Here’s How the Hawaii Fires Spread So Fast

AP Photo/Rick Bowmer
Wildfire wreckage is shown Thursday, Aug. 10, 2023, in Lahaina, Hawaii.

Raging, wind-whipped wildfires this week have killed at least 36 people in Hawaii and destroyed much of the Maui town of Lahaina. While months of drought set the stage for the fires, it was the confluence of two weather systems – high pressure to the north and Category 4 Hurricane Dora to the south – that incited the winds that spread the blazes at devastating speeds.

Wildfires are relatively common on the Hawaiian islands. About 0.5 percent of Hawaii’s land area burns each year, “equal to or greater than the proportion burned of any other U.S. state,” according to the Hawaii Wildfire Management Organization. This week’s firestorm, however, has been uncommon in its ferocity, destroying hundreds of buildings, forcing mass evacuations and cutting power to as many as about 13,000 customers.

A bit of meteorology explains what sparked the violent winds behind Hawaii’s fast-moving firestorm.

Months of drought set the stage for the fires by drying out vegetation, which has become more flammable in recent decades because of the spread of nonnative grasses. But it’s been unusually strong winds that have caused the fires to spread out of control so quickly. Gusts as high as 67 mph were reported in Maui County, and up to 82 mph in Hawaii and Honolulu counties.

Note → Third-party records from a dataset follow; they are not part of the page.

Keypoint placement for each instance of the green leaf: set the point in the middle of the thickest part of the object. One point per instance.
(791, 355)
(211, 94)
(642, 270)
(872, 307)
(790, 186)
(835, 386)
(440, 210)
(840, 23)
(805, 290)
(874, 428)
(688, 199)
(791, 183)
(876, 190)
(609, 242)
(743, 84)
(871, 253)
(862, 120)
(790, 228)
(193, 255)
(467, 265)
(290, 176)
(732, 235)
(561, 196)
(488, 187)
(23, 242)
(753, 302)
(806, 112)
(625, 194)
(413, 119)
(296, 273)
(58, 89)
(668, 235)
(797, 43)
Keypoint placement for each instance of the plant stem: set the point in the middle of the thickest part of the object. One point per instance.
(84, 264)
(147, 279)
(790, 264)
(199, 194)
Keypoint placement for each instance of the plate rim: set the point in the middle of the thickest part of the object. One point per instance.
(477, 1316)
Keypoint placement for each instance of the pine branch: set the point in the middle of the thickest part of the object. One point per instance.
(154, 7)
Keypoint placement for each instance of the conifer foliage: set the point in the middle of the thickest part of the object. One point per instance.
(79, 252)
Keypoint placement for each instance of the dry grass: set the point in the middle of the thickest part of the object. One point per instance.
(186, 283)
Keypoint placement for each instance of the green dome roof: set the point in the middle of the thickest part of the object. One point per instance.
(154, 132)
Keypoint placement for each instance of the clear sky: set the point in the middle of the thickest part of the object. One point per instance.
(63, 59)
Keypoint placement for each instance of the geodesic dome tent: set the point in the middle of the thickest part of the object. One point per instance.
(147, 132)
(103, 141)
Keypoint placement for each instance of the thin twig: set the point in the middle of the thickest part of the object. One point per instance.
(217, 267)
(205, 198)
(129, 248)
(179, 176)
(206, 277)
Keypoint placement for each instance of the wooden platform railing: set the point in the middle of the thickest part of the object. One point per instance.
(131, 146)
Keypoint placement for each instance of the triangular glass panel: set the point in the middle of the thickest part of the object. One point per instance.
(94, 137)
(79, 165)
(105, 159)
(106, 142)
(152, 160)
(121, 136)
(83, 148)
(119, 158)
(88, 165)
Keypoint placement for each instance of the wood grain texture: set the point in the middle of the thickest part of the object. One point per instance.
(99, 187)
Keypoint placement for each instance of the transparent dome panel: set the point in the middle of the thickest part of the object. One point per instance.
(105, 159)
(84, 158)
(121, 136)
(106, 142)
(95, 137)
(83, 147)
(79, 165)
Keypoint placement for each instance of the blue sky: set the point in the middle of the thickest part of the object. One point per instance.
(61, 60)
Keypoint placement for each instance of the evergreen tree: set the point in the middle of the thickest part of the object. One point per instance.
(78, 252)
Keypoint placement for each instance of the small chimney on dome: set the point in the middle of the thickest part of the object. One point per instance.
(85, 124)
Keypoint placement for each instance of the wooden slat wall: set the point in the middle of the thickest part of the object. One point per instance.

The gusty winds are the result of a large difference in pressure – more than 60 millibars – between high pressure to the north of the islands and low pressure associated with Dora passing to the south. Differences in atmospheric pressure create wind, and gusts become intense when the differences are steep over small distances.

While it’s not unusual for high pressure to set up north of Hawaii and to usher in strong east to west breezes, the added presence of Dora intensified the winds by increasing the pressure difference over the region.

The breezes sweeping over the islands were not only extremely gusty but also were unusually dry.

As the arid winds swept over the West Maui Mountains, they forced air to accelerate down the west side of the mountains. These are known as “downslope” winds, which compress and heat the air as they descend and dry it out even more. Such winds increase the risk of wildfires, and gusts can quickly fan flames.

“We’ve seen this time and time again: downslope wind storms are drivers of the highest impact fires,” tweeted Neil Lareau, a professor of meteorology and a wildfire expert at the University of Nevada at Reno.

These dry downslope winds have different names in different parts of the world. In Southern California, they’re called Santa Ana winds, which are a common culprit in many of the state’s worst wildfires. In Alaska, and along the Rocky Mountains, they are known as the Foehn or Chinook winds.

It’s not the first time that hurricane winds have aided the development of Hawaiian wildfires. In 2018, downslope winds from Hurricane Lane helped to initiate multiple fires on Maui and Oahu. Hurricane Lane passed much closer to Hawaii – about 150 miles to the south – which was close enough to trigger flooding and fires at the same time.

“With strong high pressure to the north of the state and Lane advancing from the south, sustained winds of around 30 mph and gusts in excess of 50 mph blew across western Maui. Driven by these winds, three wildfires rapidly charred 2,000 acres and destroyed 21 residential structures, causing over $4 million in reported damage,” the National Hurricane Center wrote in a report.

Because Dora passed much farther away, about 500 miles south of Hawaii, not all meteorologists agree on the extent of Dora’s role in fanning this week’s deadly flames. But the consensus is that the hurricane, which has traveled about 4,400 miles across the Pacific, played a role.